The group stared at him and then back at each other before murmuring back and forth. The scholar beckoned for the little girl, gave her an order, and with a smile, she dashed out of the room. After a few minutes of uncomfortable silence, an ancient, bald man with a face as wrinkled as a pug shuffled in carrying a book with a deteriorating leather spine and a crystal on a string hanging from its binding. He smiled as he placed the point of the crystal to his temple. Its inner surface lit up with a point of white light as the tiny black veins within seemed to reach toward his skull.

The old man cleared his throat before pointing to Eilian and reciting, “A knyght ther was, and that a worthy man, that fro the tyme that he first bigan to riden out, he loved chivalrie, trouthe and honour, fredom and curteisie.” He turned to Hadley and continued, “With hym ther was his sone, a yong squier, a lovyere and a lusty bacheler, with lokkes crulle as they were leyd in presse. Of twenty yeer of age he was, I gesse.”

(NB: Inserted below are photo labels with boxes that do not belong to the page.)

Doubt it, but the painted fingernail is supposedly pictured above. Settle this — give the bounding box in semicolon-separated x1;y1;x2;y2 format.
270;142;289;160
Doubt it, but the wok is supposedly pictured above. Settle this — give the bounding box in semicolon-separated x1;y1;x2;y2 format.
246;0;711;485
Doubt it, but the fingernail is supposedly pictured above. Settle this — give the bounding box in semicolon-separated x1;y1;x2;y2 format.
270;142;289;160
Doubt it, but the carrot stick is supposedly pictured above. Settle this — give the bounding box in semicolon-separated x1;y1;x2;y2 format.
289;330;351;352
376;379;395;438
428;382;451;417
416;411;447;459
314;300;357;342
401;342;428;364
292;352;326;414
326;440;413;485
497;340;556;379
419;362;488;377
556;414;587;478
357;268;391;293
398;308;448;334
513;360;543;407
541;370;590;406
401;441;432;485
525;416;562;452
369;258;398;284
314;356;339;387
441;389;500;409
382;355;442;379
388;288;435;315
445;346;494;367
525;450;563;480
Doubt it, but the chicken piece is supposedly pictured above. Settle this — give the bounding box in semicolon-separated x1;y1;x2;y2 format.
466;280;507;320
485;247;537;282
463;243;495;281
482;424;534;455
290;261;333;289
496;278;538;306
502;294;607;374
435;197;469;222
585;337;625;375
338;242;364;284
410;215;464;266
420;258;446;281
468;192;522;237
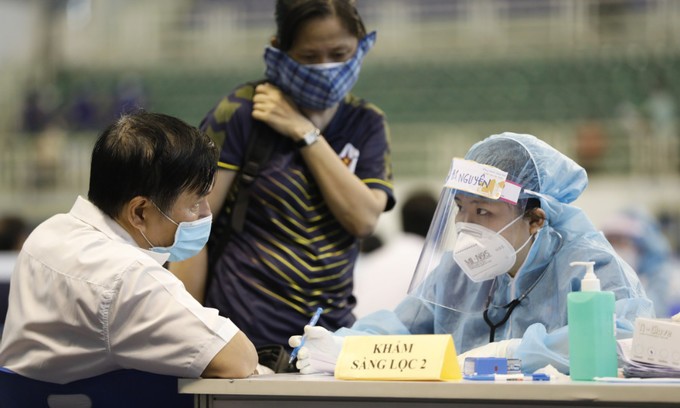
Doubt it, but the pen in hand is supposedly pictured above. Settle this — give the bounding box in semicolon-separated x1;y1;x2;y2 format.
288;307;323;364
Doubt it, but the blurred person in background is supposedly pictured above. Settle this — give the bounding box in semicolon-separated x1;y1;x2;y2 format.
170;0;394;347
0;215;31;337
354;191;437;319
602;208;680;317
0;214;31;251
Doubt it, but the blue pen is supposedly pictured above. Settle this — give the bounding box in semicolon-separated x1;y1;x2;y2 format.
288;307;323;364
463;373;551;381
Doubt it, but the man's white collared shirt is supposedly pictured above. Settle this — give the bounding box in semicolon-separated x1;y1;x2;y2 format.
0;197;238;383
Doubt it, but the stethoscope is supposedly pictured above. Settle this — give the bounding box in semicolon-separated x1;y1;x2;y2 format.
483;228;562;343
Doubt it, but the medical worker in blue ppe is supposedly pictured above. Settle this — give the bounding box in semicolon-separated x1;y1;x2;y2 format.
602;208;680;317
289;133;654;373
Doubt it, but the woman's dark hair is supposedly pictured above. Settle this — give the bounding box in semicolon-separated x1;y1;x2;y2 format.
276;0;366;52
88;110;218;218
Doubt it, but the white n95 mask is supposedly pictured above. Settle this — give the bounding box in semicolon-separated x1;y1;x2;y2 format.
453;216;531;282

How hard did I hit my head?
she wondered as she rubbed her temples. “Eilian, I think their English only goes as far as Chaucer.”

The man’s crinkled face brightened. “Chaucer, yis.”

“We know English but not
that
English,” Lord Sorrell replied timidly.

The group once again gathered together. The scholar posed a solution, but the imposing woman with the motley braids shook her head insistently, glancing at the adventurers from time to time. After fifteen minutes of heated discussion, the teacher won, and the artist barred her arms across her breast with a derisive sigh. The elderly man who had brought the book pulled a long, scratched crystal from around his neck and handed it to the other man. Eilian’s heart pounded as the man drew closer, clutching the spiked rock. He clenched his eyes shut as the stranger placed it against his temple. As the point touched his flesh, a prickle of electricity arced from the stone and dispersed through his tissues like a bolt of lightning. His body shuddered when the feeling finally dissipated.